God and politics

I don't look to religion to measure a candidate’s worthiness. I could get behind someone who proposes, supports and defends public policies that respect the well-being of the people – someone who respects Constitutional principles like freedom and liberty – without regard to their faithful viewpoint.

I trust no government, or candidate for an office thereto, to have a hand in the implementation of policy that would define or regulate my marriage. I believe in giving women and men control over their own reproductive systems, unencumbered by government’s meddling.

As a military man, I defend your right to form private or exclusive organizations that promote various ideologies among its members under the guise of some faith, so long as it doesn't impose restrictions or injury upon those who don’t share their worldview.

I've got my viewpoint. You've got yours. Can we agree that government is not an institution that could appreciate or care about either?
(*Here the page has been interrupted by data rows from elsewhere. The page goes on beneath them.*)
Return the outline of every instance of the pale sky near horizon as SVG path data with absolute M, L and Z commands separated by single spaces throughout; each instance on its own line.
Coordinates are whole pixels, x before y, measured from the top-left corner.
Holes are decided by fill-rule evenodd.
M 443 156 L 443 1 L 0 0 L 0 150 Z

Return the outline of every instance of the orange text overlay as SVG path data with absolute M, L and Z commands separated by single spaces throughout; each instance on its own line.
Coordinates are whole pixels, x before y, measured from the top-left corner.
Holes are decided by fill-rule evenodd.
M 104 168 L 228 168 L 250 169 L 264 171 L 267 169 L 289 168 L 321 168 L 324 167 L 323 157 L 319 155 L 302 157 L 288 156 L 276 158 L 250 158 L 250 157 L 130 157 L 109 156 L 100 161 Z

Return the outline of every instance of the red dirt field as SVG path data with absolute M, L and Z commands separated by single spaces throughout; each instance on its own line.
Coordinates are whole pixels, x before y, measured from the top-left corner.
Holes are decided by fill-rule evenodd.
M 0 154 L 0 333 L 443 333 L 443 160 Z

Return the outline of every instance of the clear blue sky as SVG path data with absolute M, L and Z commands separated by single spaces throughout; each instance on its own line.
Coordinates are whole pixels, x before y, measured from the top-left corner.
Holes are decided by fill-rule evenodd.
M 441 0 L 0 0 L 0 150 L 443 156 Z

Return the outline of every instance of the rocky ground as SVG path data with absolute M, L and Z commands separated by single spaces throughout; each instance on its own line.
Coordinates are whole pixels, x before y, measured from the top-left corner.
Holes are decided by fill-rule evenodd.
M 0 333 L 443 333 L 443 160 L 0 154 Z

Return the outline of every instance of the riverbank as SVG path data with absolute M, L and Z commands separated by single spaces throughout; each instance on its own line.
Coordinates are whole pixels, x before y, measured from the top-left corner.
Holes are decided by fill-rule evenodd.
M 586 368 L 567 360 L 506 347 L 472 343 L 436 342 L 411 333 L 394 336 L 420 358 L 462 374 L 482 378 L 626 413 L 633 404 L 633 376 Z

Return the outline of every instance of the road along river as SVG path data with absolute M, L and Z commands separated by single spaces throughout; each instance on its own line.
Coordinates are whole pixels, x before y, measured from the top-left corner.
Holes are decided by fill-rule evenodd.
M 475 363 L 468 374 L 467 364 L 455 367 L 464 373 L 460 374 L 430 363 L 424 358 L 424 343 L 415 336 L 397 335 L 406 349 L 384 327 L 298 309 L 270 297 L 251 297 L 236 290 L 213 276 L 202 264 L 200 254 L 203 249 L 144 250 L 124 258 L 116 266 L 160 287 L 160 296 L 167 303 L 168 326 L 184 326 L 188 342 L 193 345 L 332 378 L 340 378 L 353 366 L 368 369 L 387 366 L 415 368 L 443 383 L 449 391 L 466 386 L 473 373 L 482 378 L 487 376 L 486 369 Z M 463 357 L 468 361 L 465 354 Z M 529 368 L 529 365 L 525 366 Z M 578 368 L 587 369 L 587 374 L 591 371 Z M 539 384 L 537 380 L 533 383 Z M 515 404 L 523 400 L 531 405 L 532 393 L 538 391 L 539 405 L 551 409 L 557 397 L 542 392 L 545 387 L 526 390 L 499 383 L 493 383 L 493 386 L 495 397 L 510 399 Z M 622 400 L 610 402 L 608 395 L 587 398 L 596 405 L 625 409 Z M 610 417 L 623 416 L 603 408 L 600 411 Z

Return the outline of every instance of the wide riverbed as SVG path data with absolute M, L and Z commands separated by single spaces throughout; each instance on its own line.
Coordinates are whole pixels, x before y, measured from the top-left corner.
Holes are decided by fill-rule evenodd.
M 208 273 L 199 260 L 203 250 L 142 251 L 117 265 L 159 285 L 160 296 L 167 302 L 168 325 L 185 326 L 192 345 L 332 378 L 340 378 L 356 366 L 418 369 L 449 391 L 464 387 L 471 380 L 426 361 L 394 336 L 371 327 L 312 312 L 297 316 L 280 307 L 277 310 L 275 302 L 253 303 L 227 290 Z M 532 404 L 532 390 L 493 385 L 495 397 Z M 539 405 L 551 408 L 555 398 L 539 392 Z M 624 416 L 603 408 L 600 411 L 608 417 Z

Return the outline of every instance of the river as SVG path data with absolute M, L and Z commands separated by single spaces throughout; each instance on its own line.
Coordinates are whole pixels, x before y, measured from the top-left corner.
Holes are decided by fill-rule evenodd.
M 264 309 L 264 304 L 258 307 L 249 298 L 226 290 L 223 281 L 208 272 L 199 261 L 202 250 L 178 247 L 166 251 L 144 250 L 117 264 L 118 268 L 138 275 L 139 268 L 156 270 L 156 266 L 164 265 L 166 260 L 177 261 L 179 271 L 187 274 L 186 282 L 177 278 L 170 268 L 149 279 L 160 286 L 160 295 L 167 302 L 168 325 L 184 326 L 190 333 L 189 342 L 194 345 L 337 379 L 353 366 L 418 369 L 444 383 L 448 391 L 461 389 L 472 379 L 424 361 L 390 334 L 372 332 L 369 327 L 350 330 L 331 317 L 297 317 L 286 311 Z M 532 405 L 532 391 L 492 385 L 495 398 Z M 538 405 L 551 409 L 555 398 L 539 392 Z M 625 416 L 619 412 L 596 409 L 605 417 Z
I would prefer you help the rest of us keep government out of our way.

It’s very problematic for many thinking people to accept that there’s a prime mover that not only created the world in which we live, but all its inhabitants, and one who also knows us personally, cares about us, and is concerned with the positions in which we have sex, and have our genitals carved.

If the scripture to which you refer is truly divine, then one would hope it would have something more useful and advanced to say than, “Don’t touch dead pigs;” any educated person of the first century could have extolled such wisdom.